Contradictory results have been reported regarding the toxicity of O₂^-. after hypoxic/ischemic injury to the immature brain. Whereas slightly worsened neuropathological outcome was observed in transgenic mice overexpressing Cu/Zn SOD and submitted to severe hypoxia/ischemia 27, several antioxidant molecules including SOD mimetics as O₂^-. dismuting metalloporphyrins were shown to be neuroprotective 26. One hypothesis is that Cu/Zn SOD transgenic mice produce excess H₂O₂ that in the immature brain is not cleared by the upregulation of the glutathione peroxidase as has been reported for adult animals 2862. However, an additional explanation would be that as the postnatal brain express increased amounts of the NMDA receptor 63, whose activation leads to increased O₂^-. generation 3435, an initial enhanced oxidative stress would occur. Taken together, this data suggest that in the immature brain subjected to ischemia/excitotoxicity, neurons at the lesion zone are very early submitted to an elevated oxidative stress, and therefore Cu/Zn SOD downregulation contributes to the further amplification of cell damage and neuronal cell death.
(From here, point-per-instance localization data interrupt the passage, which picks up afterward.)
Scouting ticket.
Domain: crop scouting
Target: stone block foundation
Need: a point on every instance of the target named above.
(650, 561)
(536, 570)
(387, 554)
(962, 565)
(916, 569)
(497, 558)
Although Cu/Zn SOD expression remains very low in compromised neurons, a return to normal expression levels is seen by 24 hours after lesion, and an increase in total enzyme level is observed later on. This secondary Cu/Zn SOD induction is due to upregulation in reactive hypertrophic astrocytes within the lesion site. We have shown in previous studies that these reactive astrocytes display activated NFκB from 10 hours after the excitotoxic lesion 53, which could contribute to the induction of the Cu/Zn SOD observed here. We have also shown that the hypertrophic Cu/Zn SOD-overexpressing astrocytes are heavily nitrated, and also display metallothionein I-II expression, suggesting an elevated rate of oxidative stress in this particular group of cells 48. Our findings in immature brain are in accordance with studies of adult brain damage that have shown induction of Cu/Zn SOD and Mn SOD in astrocytes several days after focal ischemia 37 excitotoxicity 1418, or in Alzheimer's disease and Down's Syndrome 16. In addition to the upregulated enzymatic antioxidant defences, astrocytes have been shown to produce their own glutathione and also provide neurons with cysteine, a rate-limiting precursor in neuronal glutathione synthesis 58. Thus, astrocytes seem to be the main cell type increasing the total antioxidant capabilities in the nervous tissue after a lesion, which can in addition explain their elevated resistance to cell death after an injury. In this sense, previous studies showed that Cu/Zn SOD-overexpressing astrocytes have increased resistance to oxidative damage 64 and attenuated oxidative inhibition of glutamate uptake 65, allowing for a maintenance of their physiological functions after a lesion.

Regarding microglial cells, it is somehow surprising that only a reduced number of reactive ameboid microglial cells express Cu/Zn SOD, and that this occurs very transiently, as in some circumstances activated microglia produce large amounts of oxygen radicals after a lesion including O₂^-. 66.

We believe that the results presented here highlight the importance of in vivo cell-localization studies for antioxidants, as some of the reactive species like O₂^-. do not diffuse across cell membranes and thus will most probably react within the cell where it is formed.